Monday, November 30, 2009

The Hungry Tide

I finished “Hungry Tide” in the morning today.
This is not intended to be an extended book review. I was not underlining passages and never paused to ruminate over the motifs and themes – and simply, I do not have the stature to do so.
In this plethora of so much self-indulgent fare, and I include the Banvilles and Rushdies partly here, it is wonderful to have a writer like Amitava Ghosh. HT reveals the story of the Sunderbans from the eyes of so many stakeholders – a foreign ecologist, the fishermen who know every creek and shallow of it and believe in the miracles of the guardian of the forest Bon Bibi, the idealist revolutionary, the pragmatic wife who builds an institution, the cynical townsman, a community of the displaced, the long-dead Englishmen who came to conquer the tides – and reveals it in songs, poems, massacres, typhoons, history, legends. It is amazing how each of these narratives stands distinct – only an utmost humility and complete detachment of the self from the message could have made this possible. The story gives the bans the immortality it deserves – and the author never aims to bask in it; he’s merely the translator.
Wrapped as I was in the beautiful descriptions – the mohanas literally alive in my imagination – I wondered if the story of the men is not merely a wrapping around the store of the tide country. Of all the characters, Kanai, on whom every alternative chapter in the first quarter of the book is focused, stood as a weak link – his motives, other than those of sexual conquests, nebulous; the man himself half-sketched. In sharp contrast, Piya and Fokir were as flesh and blood as Lusibari itself.
That concern was answered in, from the point of view of the story of these men, the most magnificent chapter when Kanai is briefly left on an island – to be judged by the Bon Bibi. It is one of the most brilliant chapters I have read recently – the sudden juxtaposition of two prominent characters who till now have stood at the opposite ends of personalities, beliefs and motives, drifting in a silent vigil at the ends of a boat, alone. It strangely reminded me of the genius of a climax from “Hazaaron Khwaaishein Aisi” where a city-bred cynic is suddenly pushed into a context where, as the book describes, all words drown and only the primal fear and incomprehension suffuses the man.
This one climax was enough to ensure the book’s greatness but Amitava follows it with another equally brilliant one when Kanai and Piya cling to a tree to ride out nature’s most volatile fury.
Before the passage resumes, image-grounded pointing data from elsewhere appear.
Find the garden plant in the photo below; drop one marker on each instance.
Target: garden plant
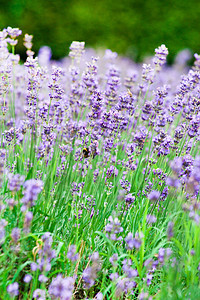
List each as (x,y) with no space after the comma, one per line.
(99,175)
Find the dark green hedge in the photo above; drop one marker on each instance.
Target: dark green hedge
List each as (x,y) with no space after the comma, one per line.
(131,27)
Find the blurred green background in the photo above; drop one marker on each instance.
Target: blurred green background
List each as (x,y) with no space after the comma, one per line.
(130,27)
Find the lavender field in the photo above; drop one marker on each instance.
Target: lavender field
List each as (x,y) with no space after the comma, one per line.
(99,175)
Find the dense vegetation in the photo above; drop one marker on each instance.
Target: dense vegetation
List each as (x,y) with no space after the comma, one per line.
(99,175)
(130,27)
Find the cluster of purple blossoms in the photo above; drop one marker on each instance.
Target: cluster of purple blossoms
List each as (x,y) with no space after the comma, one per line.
(15,181)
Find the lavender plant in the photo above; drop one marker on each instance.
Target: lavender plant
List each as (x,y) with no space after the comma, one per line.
(99,175)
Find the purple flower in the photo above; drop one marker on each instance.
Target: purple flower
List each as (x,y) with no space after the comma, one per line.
(151,219)
(15,234)
(129,199)
(71,253)
(13,289)
(15,181)
(113,228)
(42,278)
(154,196)
(133,242)
(27,278)
(39,294)
(61,288)
(170,233)
(113,259)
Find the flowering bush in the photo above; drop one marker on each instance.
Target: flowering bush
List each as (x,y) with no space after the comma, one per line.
(99,175)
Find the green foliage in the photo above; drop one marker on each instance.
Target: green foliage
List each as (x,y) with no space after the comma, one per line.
(130,27)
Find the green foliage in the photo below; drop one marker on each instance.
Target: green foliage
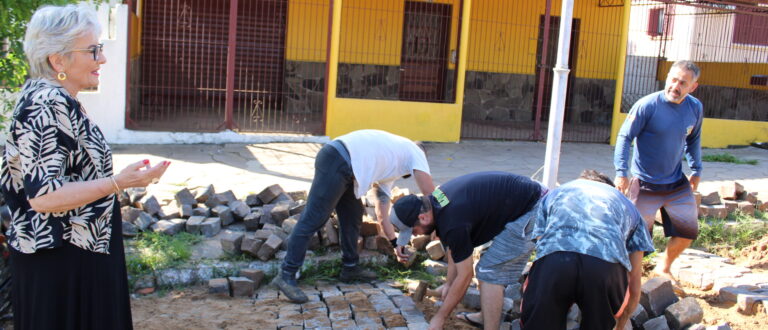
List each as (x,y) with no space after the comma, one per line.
(158,251)
(321,271)
(14,16)
(722,236)
(727,158)
(394,270)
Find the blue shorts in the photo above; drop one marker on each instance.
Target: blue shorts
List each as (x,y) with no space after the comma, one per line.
(503,262)
(679,213)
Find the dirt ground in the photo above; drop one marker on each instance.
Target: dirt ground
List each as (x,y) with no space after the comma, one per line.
(193,308)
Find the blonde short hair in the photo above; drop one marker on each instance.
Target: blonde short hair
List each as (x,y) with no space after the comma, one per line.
(53,30)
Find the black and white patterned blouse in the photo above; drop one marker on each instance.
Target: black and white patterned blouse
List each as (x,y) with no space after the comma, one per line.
(50,142)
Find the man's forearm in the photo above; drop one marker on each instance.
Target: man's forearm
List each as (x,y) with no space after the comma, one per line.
(457,289)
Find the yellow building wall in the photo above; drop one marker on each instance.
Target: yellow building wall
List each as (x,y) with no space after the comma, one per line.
(721,133)
(372,31)
(415,120)
(723,74)
(502,38)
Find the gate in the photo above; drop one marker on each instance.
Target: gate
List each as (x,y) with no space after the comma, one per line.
(727,41)
(511,56)
(426,31)
(206,65)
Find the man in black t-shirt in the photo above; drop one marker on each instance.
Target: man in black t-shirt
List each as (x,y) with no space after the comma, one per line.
(468,212)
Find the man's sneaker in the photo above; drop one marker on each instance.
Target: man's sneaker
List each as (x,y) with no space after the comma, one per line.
(356,273)
(290,290)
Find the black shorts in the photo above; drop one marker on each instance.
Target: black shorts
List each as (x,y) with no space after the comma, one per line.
(560,279)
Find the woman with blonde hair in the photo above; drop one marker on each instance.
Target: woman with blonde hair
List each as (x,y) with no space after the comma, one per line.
(67,259)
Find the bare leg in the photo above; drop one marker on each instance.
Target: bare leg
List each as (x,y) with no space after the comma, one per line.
(675,246)
(492,298)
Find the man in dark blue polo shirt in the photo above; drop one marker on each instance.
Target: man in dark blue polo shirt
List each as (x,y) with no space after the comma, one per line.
(467,212)
(664,126)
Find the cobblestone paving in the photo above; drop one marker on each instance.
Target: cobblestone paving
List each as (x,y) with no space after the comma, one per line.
(732,283)
(342,306)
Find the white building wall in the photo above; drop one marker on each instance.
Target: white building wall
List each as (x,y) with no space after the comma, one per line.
(107,105)
(695,36)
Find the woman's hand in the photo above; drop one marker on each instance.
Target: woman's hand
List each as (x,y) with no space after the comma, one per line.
(141,174)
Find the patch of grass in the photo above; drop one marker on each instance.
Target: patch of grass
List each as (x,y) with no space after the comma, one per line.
(724,237)
(727,158)
(395,271)
(155,251)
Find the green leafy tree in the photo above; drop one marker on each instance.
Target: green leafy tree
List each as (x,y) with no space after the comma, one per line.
(14,16)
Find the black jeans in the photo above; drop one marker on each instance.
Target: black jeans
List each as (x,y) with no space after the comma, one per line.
(332,187)
(561,279)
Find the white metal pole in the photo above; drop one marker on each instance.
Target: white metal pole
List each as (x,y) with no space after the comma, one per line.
(557,105)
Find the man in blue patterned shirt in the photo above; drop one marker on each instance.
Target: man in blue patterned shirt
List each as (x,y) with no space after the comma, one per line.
(588,238)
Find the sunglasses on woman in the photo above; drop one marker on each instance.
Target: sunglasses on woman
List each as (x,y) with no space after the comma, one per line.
(95,50)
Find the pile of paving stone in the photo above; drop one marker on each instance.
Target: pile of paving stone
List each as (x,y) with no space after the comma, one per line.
(337,306)
(731,283)
(659,309)
(729,198)
(257,225)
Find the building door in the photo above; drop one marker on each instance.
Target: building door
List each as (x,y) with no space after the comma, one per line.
(179,81)
(424,60)
(554,32)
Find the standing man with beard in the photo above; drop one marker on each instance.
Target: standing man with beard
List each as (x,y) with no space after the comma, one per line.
(664,126)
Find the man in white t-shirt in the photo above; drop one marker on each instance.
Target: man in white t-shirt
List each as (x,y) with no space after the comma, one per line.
(345,169)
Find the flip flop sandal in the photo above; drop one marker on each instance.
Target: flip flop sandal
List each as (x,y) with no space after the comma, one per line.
(464,316)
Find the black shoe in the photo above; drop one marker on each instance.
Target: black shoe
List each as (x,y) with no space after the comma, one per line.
(290,290)
(356,273)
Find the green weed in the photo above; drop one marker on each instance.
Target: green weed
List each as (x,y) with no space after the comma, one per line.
(155,251)
(724,237)
(727,158)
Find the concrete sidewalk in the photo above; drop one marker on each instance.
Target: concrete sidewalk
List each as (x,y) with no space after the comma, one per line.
(248,168)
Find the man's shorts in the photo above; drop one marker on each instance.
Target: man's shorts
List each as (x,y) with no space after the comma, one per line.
(503,262)
(679,214)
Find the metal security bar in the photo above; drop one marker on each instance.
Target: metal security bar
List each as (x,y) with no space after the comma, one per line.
(209,65)
(399,50)
(511,55)
(729,41)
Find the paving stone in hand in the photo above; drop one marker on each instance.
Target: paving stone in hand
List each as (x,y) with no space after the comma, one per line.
(279,213)
(129,229)
(656,295)
(210,227)
(639,317)
(435,250)
(270,193)
(251,245)
(298,208)
(144,220)
(253,200)
(392,320)
(231,242)
(345,324)
(201,212)
(684,313)
(270,246)
(218,286)
(168,227)
(240,209)
(253,220)
(241,286)
(185,197)
(255,275)
(150,205)
(194,224)
(203,194)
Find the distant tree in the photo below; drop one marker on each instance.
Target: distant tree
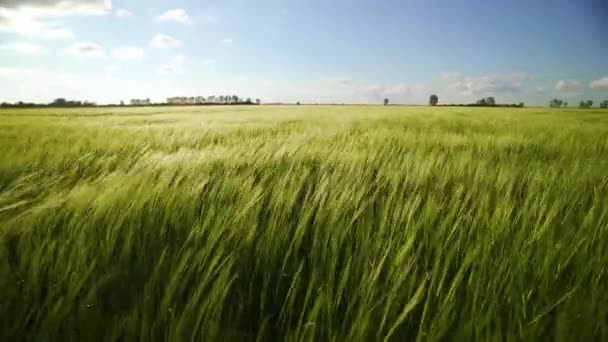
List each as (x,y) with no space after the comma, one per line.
(59,102)
(556,103)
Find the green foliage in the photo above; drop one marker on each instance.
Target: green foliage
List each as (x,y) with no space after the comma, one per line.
(557,103)
(303,223)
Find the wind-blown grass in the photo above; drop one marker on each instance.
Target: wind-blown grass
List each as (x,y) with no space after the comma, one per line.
(304,223)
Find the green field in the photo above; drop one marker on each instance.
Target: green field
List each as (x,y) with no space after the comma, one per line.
(345,223)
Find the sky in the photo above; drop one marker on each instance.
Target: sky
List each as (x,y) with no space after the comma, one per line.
(305,50)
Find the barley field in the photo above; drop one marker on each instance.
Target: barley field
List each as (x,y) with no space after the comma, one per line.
(302,223)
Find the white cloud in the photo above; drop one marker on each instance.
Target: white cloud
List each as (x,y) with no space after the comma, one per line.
(601,83)
(536,91)
(123,13)
(86,50)
(163,41)
(450,75)
(486,84)
(128,54)
(38,18)
(57,8)
(43,85)
(177,15)
(175,67)
(22,48)
(568,85)
(23,24)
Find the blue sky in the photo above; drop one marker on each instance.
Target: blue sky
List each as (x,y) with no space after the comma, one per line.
(311,51)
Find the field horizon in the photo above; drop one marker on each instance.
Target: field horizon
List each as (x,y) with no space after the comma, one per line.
(301,223)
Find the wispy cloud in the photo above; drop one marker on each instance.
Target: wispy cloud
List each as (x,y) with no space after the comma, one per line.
(22,48)
(86,50)
(176,66)
(58,8)
(601,83)
(568,85)
(163,41)
(38,18)
(486,84)
(124,13)
(128,54)
(177,15)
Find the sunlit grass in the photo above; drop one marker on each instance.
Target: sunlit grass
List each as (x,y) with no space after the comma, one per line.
(298,223)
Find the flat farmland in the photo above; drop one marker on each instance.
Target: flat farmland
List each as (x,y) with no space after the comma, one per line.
(297,223)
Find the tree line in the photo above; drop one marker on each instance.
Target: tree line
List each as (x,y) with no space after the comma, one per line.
(209,101)
(484,102)
(558,103)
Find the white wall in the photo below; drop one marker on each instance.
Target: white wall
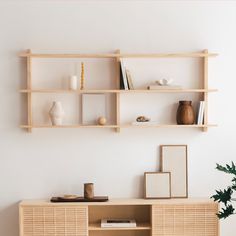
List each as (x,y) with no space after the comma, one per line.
(51,162)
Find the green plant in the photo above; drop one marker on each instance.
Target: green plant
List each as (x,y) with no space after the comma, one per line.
(225,196)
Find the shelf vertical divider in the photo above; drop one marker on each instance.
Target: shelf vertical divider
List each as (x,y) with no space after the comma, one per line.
(118,94)
(29,87)
(205,84)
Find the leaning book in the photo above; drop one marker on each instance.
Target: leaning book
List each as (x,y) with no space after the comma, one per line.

Read Hungry Tide. Read it slowly. Savour it. And you’ll fall in love with the tide country – like I did.

4 comments:

Tangled up in blue... said...

You know, I never made up my mind about Amitav Ghosh. First, I read The Glass Palace and cudnt decide if I liked the book or not.

There were moments when I cud see flashes of brilliance, especially in the latter half of the book. But it felt so badly edited.

And anthrax? That part felt like he'd copy-pasted it off of a google link.

You may, of course, have no idea what I'm talking about, but the book really strikes a false note at times.

And then, I read The Shadow Lines and I liked a whole lot more. I love the idea of how people across space and time are linked by tenuous invisible threads.

Well, anyway, I havent read this book. But thank you for giving me a reason to go seek it out.

And I think your blog is very interesting. More spicy than bland.

Tangled up in blue... said...

Ooh and I have an answer to that question, too.

How do you pronounce the 'g' in bologna?

Gee, I dont know.

;)

Cya!

Bland Spice said...

funny. i also had read only the glass palace and had a similar doubt.

a year back, i read "dancing in cambodia" and then my view changed.

tho' i still feel ghosh is still more of a naturalist/anthropologist than a fiction writer.

Pankaj said...

I love how you describe the final scene of Hazaron Khwaishen....After all these years of having seen it, its the first time ive seen how i felt about it put in words.